|Dahi Vada Recipe|
For best results, the vadas are soaked for at least a couple of hours before serving. To add more flavor, they may be topped with coriander or mint leaves, chili powder, crushed black pepper, chaat masala, cumin, shredded coconut, green chilis, or boondi. Sweeter curd is preferred in some places in India, especially in Maharashtra and Gujarat, although the garnishing remains the same. A combination of coriander and tamarind chutneys are often used as garnishments in addition to those mentioned above.
Vadas can be made and stored in refrigerator for 2-3 days and served as and when required.

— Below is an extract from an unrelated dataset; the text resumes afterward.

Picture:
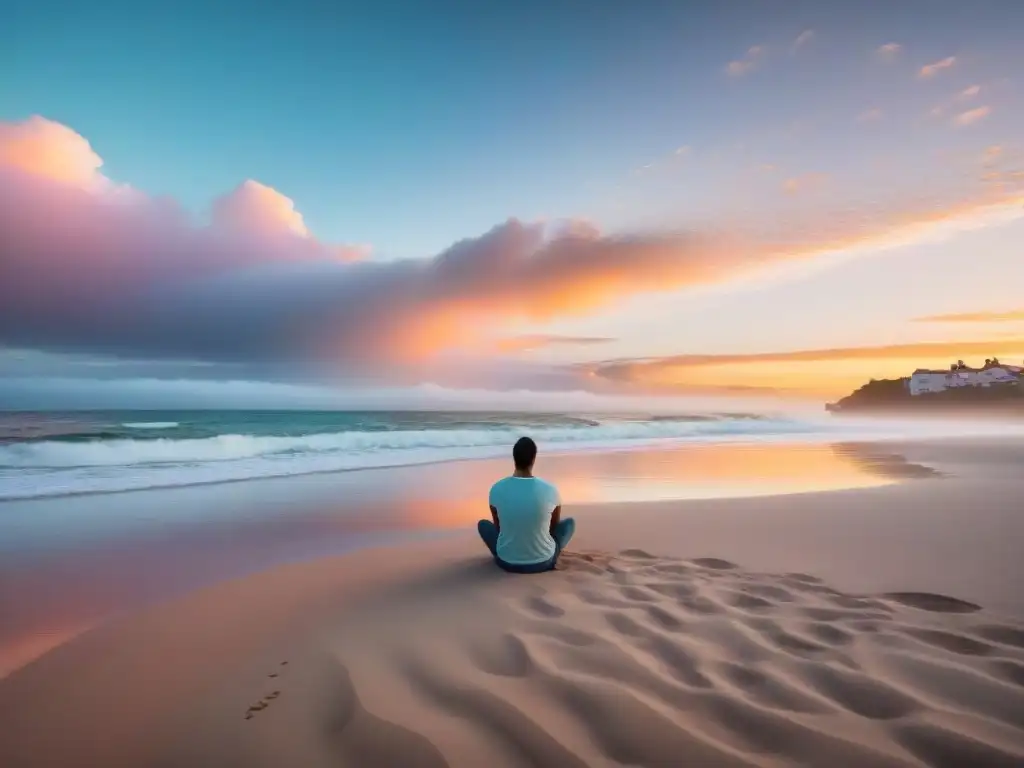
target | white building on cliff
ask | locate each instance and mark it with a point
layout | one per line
(924, 380)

I have also tried its quick variant- instant vada recipe.
Urad dal-2 cup
Baking powder-1 table spoon
Chaat masala- 1 tea spoon
Dry Roasted Cumin powder-1tea spoon
- Soak dal in water for around 4-5 hours. Drain water and grind dal to make thick batter.
- Keep the batter at warm place for fermentation for about 2-3hours.
- When you want to make vadas, add salt and baking powder to the batter.
- Heat oil in a deep frying pan. Meanwhile take a bowl of water and wet your hands.
- Take a spoon full of batter and spread over your one palm to about 3 inch diameter.
- Again wet your other hand and leave the vada in oil for frying. Flame should be medium.
- Fry from both the sides till light golden. Similarly fry all the vadas.
- Dilute curd by adding milk and water. Beat the curd to make even consistency.
- Soak vadas in luke warm water for 1-2 minutes.
- Take a vada from water and squeeze with palm. Put the vadas in curd.
- Sprinkle salt, jeera powder and chaat masala. Dahi Vada is ready to serve.